To complete this degree, most engineering master's students need to earn 30 to 36 credits, depending on whether they pursue an on-campus, online, or hybrid graduate program. Full-time students usually take around two years to finish all required coursework, whereas part-time students often take three to four years. Accelerated programs, notably through online engineering management master's degrees, can be completed in as little as 12 to 16 months.
Let's consider an example. Stevens Institute of Technology's admission requirements include a bachelor’s degree from an accredited school in science, technology, engineering (BE or BSE), or mathematics with a minimum GPA of 3.0; official undergraduate transcripts; two letters of recommendation; a personal statement; and resume (work experience in the field helps demonstrate your interest in earning this degree).
Some schools require GRE scores (and TOEFL scores if you’re an international student). As a rule of thumb, the more professional experience you have, the less important standardized tests are in admissions decisions.

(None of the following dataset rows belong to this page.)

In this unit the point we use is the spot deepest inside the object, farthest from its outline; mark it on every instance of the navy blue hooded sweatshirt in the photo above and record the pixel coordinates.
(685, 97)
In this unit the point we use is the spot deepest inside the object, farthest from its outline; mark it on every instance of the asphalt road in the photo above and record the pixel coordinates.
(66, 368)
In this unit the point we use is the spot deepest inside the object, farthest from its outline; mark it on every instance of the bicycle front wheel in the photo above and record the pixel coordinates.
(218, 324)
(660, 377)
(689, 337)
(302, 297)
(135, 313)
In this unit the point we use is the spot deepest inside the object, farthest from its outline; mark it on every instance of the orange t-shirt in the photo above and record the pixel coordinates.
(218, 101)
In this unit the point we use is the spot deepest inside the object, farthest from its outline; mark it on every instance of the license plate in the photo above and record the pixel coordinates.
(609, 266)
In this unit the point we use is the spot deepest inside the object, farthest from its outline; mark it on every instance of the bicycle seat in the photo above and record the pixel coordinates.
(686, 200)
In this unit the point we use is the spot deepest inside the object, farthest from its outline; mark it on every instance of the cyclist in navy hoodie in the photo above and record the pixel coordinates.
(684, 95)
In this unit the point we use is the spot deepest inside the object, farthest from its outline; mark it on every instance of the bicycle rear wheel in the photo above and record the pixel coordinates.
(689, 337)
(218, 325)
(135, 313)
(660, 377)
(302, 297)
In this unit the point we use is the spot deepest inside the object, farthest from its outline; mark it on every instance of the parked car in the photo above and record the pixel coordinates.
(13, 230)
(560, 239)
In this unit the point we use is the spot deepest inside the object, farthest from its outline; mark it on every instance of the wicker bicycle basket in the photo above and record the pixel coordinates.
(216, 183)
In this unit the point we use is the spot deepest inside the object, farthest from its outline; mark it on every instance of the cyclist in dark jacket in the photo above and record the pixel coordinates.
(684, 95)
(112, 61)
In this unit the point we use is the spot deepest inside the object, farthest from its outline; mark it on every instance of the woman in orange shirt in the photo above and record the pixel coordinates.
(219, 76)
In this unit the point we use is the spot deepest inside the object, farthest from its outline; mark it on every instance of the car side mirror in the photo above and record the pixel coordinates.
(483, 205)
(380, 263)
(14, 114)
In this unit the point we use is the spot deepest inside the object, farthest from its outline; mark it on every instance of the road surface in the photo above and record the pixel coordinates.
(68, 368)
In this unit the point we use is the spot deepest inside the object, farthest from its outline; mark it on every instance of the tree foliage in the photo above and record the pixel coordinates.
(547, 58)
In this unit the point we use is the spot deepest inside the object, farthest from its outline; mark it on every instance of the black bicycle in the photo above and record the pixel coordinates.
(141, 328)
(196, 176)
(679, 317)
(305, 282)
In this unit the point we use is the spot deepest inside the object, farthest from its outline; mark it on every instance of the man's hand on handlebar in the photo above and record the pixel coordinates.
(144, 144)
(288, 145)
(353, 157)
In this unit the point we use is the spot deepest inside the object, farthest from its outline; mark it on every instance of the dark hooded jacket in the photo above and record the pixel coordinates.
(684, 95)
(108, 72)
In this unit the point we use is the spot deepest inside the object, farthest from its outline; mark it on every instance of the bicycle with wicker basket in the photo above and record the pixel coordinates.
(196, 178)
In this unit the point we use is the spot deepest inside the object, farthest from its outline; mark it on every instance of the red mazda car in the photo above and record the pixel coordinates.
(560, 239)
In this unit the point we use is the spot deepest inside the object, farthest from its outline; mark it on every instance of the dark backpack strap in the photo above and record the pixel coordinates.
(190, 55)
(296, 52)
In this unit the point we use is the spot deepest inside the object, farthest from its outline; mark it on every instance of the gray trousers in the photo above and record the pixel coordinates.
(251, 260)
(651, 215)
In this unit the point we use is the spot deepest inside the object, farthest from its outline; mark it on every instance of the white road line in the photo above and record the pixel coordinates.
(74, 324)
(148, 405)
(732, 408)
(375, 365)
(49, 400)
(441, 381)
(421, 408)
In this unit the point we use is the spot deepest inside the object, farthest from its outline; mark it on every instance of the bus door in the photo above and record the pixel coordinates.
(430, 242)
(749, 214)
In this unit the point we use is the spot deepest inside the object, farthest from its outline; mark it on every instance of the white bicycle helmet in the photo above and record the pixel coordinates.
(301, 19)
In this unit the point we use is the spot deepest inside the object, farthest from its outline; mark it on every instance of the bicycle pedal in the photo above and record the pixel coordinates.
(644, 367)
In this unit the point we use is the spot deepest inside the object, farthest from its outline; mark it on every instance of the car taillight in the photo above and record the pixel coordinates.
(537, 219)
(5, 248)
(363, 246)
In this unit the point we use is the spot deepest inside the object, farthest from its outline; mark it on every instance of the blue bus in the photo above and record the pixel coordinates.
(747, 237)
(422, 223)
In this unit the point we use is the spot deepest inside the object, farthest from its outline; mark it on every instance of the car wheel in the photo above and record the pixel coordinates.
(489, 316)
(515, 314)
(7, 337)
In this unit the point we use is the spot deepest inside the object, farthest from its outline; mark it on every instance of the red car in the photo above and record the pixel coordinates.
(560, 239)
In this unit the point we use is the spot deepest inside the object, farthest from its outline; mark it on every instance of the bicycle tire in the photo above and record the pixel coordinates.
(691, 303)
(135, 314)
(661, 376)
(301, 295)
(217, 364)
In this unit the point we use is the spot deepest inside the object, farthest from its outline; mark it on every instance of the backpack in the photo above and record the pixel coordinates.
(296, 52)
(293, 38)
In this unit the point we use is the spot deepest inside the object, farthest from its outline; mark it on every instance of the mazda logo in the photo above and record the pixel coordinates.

The Master of Engineering in Engineering Management program at Stevens Institute of Technology "equips engineers, technical managers, business operations professionals, and others with the skills, tools, and methodologies needed to effectively manage complexity across industries." This graduate degree combines engineering, management, and technology and provides students with an understanding of the technology and management process used in engineering projects.
The foundations of operations research, engineering project management, and financial management and accounting—components of leading cross-disciplinary engineering and science-based teams—are all covered in core graduate courses in engineering management degree programs. Students also take electives in engineering and other technical subjects and specialized management courses customized to their specific experiences, skill sets, and career goals.
Elective courses in sustainability, global supply chains, risk analysis, policy, and computer science can help students advance their engineering management skills. Most engineering management master's degrees require 30 credit hours to graduate. Depending on the school, electives can account for one-quarter to one-third of those credits.
An online engineering management program offers students the flexibility to earn a master's degree while managing professional and personal responsibilities. Asynchronous online degree programs, which allow students to study at their own pace, are ideal for engineers who expect to work full-time while pursuing their degrees. Hybrid programs like the engineering management master's degree at Stevens Institute of Technology offer a mix of asynchronous and synchronous learning via Zoom to increase peer-to-peer and student-faculty interaction and networking.
Yes, if you have an undergraduate degree in engineering, science, math, or technology, can demonstrate an interest in the field (work experience in engineering or related industry), and meet the other admissions requirements of your selected school, you should be able to get into a Master of Engineering Management program.